Gerard Devlin's family 'should have been consulted over charges change'
The Public Prosecution Service breached its own policy by failing to consult the family of a man stabbed to death before dropping murder charges, a High Court judge has ruled.
Gerard Devlin was stabbed outside his home in Ballymurphy, west Belfast in 2006.
Mr Justice Treacy said the decision to accept guilty pleas to lesser offences from those accused over the killing should have been explained to Mr Devlin's relatives before it was announced in court.
But he rejected further legal challenges to the decision to discontinue prosecutions for murder, the alleged failure to explain the decision afterwards, and the denial of access to investigation files and depositions.
Rights of victims
Five members of another family pleaded guilty to offences linked to the case.
Francisco Notarantonio, 24, of Whitecliff Parade, Belfast, was jailed for 11 years after admitting a charge of manslaughter.
Four other members of the Notarantonio family pleaded guilty to affray and received sentences ranging from a one-year suspended term to two years' imprisonment.
Lawyers for Mr Devlin's partner, Aine McMahon, who brought judicial review proceedings, criticised the failure to consult with the family before lesser pleas were accepted from the suspects on the day they were due to go on trial.
They argued that the challenge raises important issues about the rights of victims within the criminal justice system.
Delivering judgment, Mr Justice Treacy said he found it difficult to accept the pleas were unexpected.
"Whatever may be the exact position, the fact remains that the decision to accept the guilty pleas should have been explained to the family members prior to being announced in court," he said.
It was acknowledged that an apology has been issued, although the judge pointed out that concerns or suspicions of the family could have been allayed if the procedure had been properly followed.
"I do not accept that pressure of time... made it impossible to provide the explanation to which as a matter of published PPS policy they were entitled under the code of practice and the PPS Victims and Witness Policy," Mr Justice Treacy said.
However, the judge did not accept there has been any ongoing default in explaining the basis of the decision.
Dismissing the challenge to discontinuing the prosecution for murder, he stated: "In my judgment no public law basis has been established for disturbing the prosecutorial judgment which was made within the confines of the trial process itself."
Mr Justice Treacy also held there was "no compelling reason" for disclosing the contents of the investigation file or depositions to the Devlin family.
He concluded: "I am prepared to grant a declaration to reflect the court's finding that the PPS breached its own policy.

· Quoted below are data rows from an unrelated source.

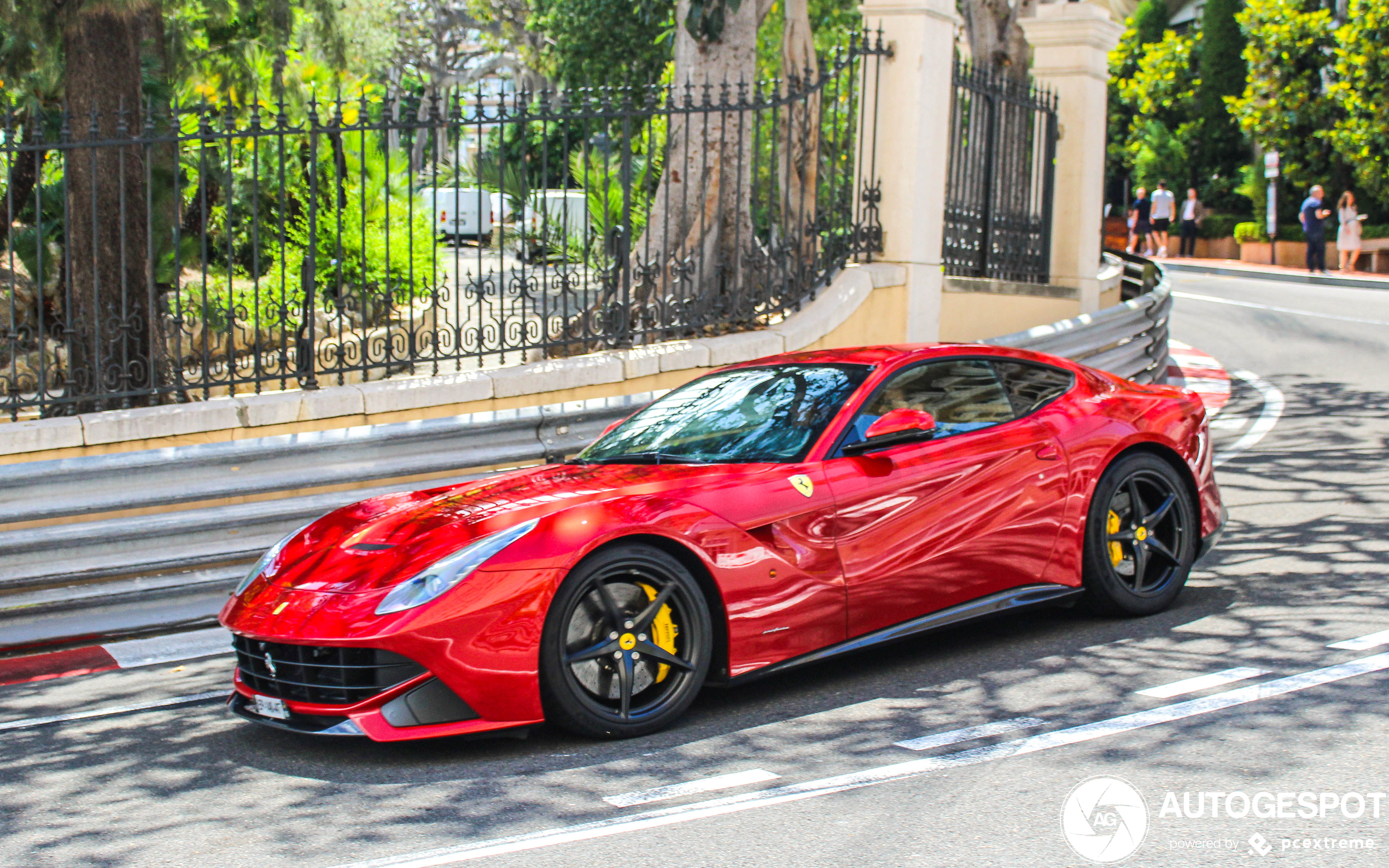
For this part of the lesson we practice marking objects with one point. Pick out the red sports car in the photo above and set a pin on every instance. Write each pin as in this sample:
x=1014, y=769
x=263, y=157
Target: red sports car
x=764, y=515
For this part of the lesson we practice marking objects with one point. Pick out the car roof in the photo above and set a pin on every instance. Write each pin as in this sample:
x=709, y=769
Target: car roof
x=885, y=353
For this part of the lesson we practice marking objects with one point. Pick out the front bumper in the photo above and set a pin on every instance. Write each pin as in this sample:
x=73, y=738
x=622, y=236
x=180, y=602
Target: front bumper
x=418, y=709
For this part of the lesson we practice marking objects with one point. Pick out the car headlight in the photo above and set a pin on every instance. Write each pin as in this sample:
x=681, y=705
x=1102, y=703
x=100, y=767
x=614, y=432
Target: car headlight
x=267, y=560
x=443, y=574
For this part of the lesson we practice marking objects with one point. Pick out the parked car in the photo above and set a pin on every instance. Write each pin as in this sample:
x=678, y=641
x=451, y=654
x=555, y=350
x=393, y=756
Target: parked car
x=763, y=517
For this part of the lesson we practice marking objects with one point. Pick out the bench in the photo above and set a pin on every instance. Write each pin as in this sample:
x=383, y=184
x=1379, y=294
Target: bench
x=1374, y=246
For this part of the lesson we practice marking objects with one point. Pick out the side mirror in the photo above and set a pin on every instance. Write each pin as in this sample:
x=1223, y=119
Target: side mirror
x=895, y=428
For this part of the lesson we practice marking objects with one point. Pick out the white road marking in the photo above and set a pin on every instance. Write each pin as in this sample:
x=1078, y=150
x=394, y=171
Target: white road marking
x=167, y=649
x=968, y=734
x=690, y=788
x=1274, y=307
x=1202, y=682
x=898, y=771
x=1363, y=643
x=1228, y=423
x=1269, y=417
x=80, y=715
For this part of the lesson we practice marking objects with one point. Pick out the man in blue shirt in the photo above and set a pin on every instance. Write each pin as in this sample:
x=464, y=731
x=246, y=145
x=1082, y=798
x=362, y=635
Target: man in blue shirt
x=1315, y=230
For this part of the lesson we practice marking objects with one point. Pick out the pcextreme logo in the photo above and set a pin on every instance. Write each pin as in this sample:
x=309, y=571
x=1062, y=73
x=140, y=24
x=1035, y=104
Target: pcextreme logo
x=1105, y=820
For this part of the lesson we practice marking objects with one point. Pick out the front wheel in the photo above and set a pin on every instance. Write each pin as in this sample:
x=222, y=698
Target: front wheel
x=1140, y=538
x=626, y=646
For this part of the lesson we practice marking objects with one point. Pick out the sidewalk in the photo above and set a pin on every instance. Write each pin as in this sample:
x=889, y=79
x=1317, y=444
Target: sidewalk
x=1235, y=268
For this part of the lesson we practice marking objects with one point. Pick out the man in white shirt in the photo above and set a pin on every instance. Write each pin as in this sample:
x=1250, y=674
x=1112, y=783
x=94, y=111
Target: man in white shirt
x=1164, y=207
x=1192, y=214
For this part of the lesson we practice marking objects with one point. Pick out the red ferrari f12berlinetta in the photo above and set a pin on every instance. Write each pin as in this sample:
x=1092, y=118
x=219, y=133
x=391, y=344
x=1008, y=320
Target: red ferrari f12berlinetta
x=762, y=517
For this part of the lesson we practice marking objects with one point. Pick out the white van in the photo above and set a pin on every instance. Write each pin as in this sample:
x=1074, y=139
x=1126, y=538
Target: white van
x=456, y=213
x=556, y=212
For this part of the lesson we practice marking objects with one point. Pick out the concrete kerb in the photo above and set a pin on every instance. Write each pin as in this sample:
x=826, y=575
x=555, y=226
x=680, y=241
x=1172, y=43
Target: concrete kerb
x=828, y=310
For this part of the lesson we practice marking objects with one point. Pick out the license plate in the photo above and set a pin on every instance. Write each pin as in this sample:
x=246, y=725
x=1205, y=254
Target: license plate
x=269, y=706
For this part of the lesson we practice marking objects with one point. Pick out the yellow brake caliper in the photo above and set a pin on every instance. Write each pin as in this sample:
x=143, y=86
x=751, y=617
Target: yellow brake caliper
x=663, y=631
x=1116, y=550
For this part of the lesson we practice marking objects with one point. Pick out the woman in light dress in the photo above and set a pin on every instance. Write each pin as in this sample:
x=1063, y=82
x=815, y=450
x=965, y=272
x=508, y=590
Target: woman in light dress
x=1348, y=238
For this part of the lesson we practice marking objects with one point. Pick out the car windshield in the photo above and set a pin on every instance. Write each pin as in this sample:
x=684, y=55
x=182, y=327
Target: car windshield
x=748, y=415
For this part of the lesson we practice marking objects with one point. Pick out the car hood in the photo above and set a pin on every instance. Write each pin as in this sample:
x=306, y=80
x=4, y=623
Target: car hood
x=384, y=541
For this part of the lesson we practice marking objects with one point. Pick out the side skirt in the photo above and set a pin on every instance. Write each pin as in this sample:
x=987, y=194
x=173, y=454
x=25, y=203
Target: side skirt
x=1005, y=602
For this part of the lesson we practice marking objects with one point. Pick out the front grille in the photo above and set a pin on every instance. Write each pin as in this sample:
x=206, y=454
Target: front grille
x=324, y=676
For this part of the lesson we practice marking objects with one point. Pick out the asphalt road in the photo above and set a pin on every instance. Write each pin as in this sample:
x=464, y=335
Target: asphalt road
x=1303, y=566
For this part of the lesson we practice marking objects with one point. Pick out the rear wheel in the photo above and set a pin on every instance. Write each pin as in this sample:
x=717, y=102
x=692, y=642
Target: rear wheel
x=1140, y=538
x=626, y=646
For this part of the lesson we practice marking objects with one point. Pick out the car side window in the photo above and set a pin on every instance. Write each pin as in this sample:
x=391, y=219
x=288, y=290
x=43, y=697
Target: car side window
x=963, y=395
x=1032, y=386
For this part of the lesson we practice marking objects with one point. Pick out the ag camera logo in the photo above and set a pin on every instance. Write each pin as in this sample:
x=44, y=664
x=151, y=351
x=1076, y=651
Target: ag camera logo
x=1105, y=820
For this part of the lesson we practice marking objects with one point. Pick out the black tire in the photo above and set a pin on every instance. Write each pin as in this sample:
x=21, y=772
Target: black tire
x=1136, y=560
x=627, y=643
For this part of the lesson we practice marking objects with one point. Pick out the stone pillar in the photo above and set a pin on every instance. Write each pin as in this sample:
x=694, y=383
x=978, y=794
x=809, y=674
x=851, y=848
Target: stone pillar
x=1071, y=44
x=912, y=120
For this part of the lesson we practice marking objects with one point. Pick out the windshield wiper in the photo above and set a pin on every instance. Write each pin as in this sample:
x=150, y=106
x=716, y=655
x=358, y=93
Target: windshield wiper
x=647, y=459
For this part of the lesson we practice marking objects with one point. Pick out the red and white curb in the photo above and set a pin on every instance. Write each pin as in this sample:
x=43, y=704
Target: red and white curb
x=1189, y=368
x=116, y=656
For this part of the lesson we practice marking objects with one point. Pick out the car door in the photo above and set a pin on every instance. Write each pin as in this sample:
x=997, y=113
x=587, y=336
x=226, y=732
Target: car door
x=927, y=525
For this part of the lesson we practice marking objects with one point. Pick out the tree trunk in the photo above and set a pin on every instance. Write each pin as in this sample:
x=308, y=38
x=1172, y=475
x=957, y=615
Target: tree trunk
x=690, y=268
x=799, y=150
x=996, y=42
x=110, y=328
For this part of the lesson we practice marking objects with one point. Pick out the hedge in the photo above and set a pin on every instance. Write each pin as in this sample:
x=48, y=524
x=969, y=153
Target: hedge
x=1253, y=234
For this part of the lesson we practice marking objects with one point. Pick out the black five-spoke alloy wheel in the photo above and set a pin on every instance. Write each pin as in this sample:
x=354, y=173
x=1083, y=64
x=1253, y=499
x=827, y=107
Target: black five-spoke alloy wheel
x=1141, y=537
x=627, y=643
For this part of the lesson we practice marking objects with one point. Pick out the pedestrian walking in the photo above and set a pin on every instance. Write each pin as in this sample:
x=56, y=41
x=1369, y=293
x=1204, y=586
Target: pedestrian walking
x=1313, y=214
x=1192, y=216
x=1164, y=209
x=1141, y=214
x=1348, y=237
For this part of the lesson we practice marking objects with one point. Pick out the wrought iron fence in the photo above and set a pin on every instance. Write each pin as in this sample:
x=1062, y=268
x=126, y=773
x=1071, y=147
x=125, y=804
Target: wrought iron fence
x=173, y=255
x=1002, y=173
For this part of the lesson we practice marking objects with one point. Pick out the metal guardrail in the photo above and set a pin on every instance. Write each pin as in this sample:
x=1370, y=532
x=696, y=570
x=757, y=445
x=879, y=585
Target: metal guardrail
x=176, y=566
x=1128, y=339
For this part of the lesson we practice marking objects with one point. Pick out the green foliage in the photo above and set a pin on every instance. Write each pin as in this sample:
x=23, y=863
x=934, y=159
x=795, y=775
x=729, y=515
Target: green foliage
x=600, y=42
x=1218, y=225
x=1149, y=21
x=1158, y=156
x=370, y=239
x=1220, y=146
x=706, y=19
x=1362, y=92
x=1153, y=116
x=832, y=24
x=1253, y=234
x=1285, y=106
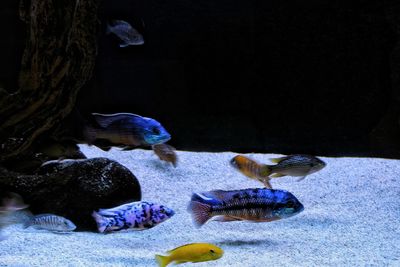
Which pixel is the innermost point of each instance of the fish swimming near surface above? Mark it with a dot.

The other grounds of challenge are rejected."
Mr Devlin's mother, Mary, was present for the judgment and later expressed anger at how the prosecution was handled.
She said: "We feel betrayed by the justice system.
"It's self-evident that the PPS did not consult us before the murder charges were dropped. It's hardly a surprise that the judge found in our favour for that.
"But we did not get a trial and justice was not served."